7. The type of ground truth used (expert concensus, pathology, outcomes data, etc)
For the "Sample Acquisition" assessment in the preclinical study, the ground truth would likely be based on:
- Histopathology/Pathology: Evaluation of the acquired tissue samples to determine quality, diagnostic yield, and preservation, which would be interpreted by pathologists.
- Visual observation/measurement: For aspects like needle deformation, echogenicity, etc., the "ground truth" would be direct measurement or observation against predetermined specifications or comparisons to the predicate device's performance.
The document summary does not explicitly state how "good sample acquisition" was determined (e.g., specific metrics or expert pathology review process).
8. The sample size for the training set
Not applicable. "Training set" refers to data used to train AI/machine learning algorithms. This device is a biopsy instrument, not an AI device.

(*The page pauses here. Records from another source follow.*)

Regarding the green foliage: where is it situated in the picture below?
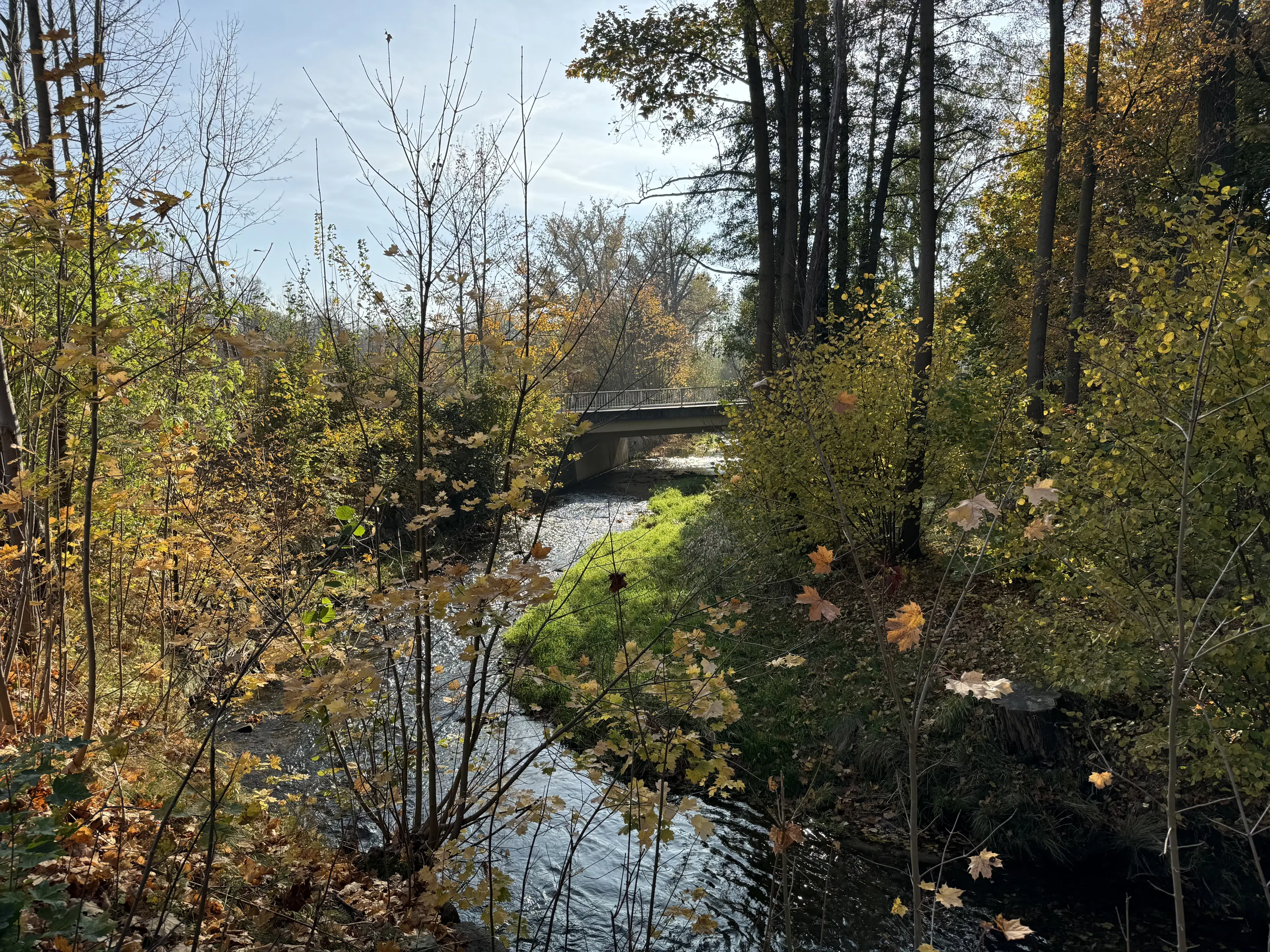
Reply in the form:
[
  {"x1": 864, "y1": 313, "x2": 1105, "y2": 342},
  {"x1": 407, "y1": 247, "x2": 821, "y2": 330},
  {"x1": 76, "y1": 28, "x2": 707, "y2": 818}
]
[{"x1": 507, "y1": 480, "x2": 709, "y2": 704}]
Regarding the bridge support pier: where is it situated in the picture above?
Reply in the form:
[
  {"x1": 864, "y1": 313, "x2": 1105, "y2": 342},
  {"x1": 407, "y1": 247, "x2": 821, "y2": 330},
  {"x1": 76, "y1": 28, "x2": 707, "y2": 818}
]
[{"x1": 561, "y1": 433, "x2": 631, "y2": 486}]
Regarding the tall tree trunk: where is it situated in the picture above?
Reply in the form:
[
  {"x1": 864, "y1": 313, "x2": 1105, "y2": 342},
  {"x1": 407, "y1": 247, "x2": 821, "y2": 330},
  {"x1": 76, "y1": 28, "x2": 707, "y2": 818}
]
[
  {"x1": 794, "y1": 46, "x2": 823, "y2": 334},
  {"x1": 1028, "y1": 0, "x2": 1067, "y2": 424},
  {"x1": 898, "y1": 0, "x2": 936, "y2": 566},
  {"x1": 780, "y1": 0, "x2": 806, "y2": 361},
  {"x1": 1063, "y1": 0, "x2": 1102, "y2": 406},
  {"x1": 803, "y1": 0, "x2": 847, "y2": 334},
  {"x1": 744, "y1": 10, "x2": 776, "y2": 376},
  {"x1": 1196, "y1": 0, "x2": 1240, "y2": 175},
  {"x1": 27, "y1": 0, "x2": 57, "y2": 201},
  {"x1": 860, "y1": 3, "x2": 921, "y2": 301}
]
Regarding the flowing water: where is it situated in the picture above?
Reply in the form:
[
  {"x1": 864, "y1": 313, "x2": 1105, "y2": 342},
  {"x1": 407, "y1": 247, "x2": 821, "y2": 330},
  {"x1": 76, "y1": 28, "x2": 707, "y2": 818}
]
[{"x1": 226, "y1": 457, "x2": 1242, "y2": 952}]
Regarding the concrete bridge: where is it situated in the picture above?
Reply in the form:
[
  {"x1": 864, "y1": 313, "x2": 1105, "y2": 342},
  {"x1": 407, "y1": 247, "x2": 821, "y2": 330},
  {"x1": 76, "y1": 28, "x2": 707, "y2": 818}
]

9. How the ground truth for the training set was established
Not applicable, as there is no training set for this device.
§ 876.1075 Gastroenterology-urology biopsy instrument.
(a)
Identification. A gastroenterology-urology biopsy instrument is a device used to remove, by cutting or aspiration, a specimen of tissue for microscopic examination. This generic type of device includes the biopsy punch, gastrointestinal mechanical biopsy instrument, suction biopsy instrument, gastro-urology biopsy needle and needle set, and nonelectric biopsy forceps. This section does not apply to biopsy instruments that have specialized uses in other medical specialty areas and that are covered by classification regulations in other parts of the device classification regulations.(b)
Classification. (1) Class II (performance standards).(2) Class I for the biopsy forceps cover and the non-electric biopsy forceps. The devices subject to this paragraph (b)(2) are exempt from the premarket notification procedures in subpart E of part 807 of this chapter subject to the limitations in § 876.9.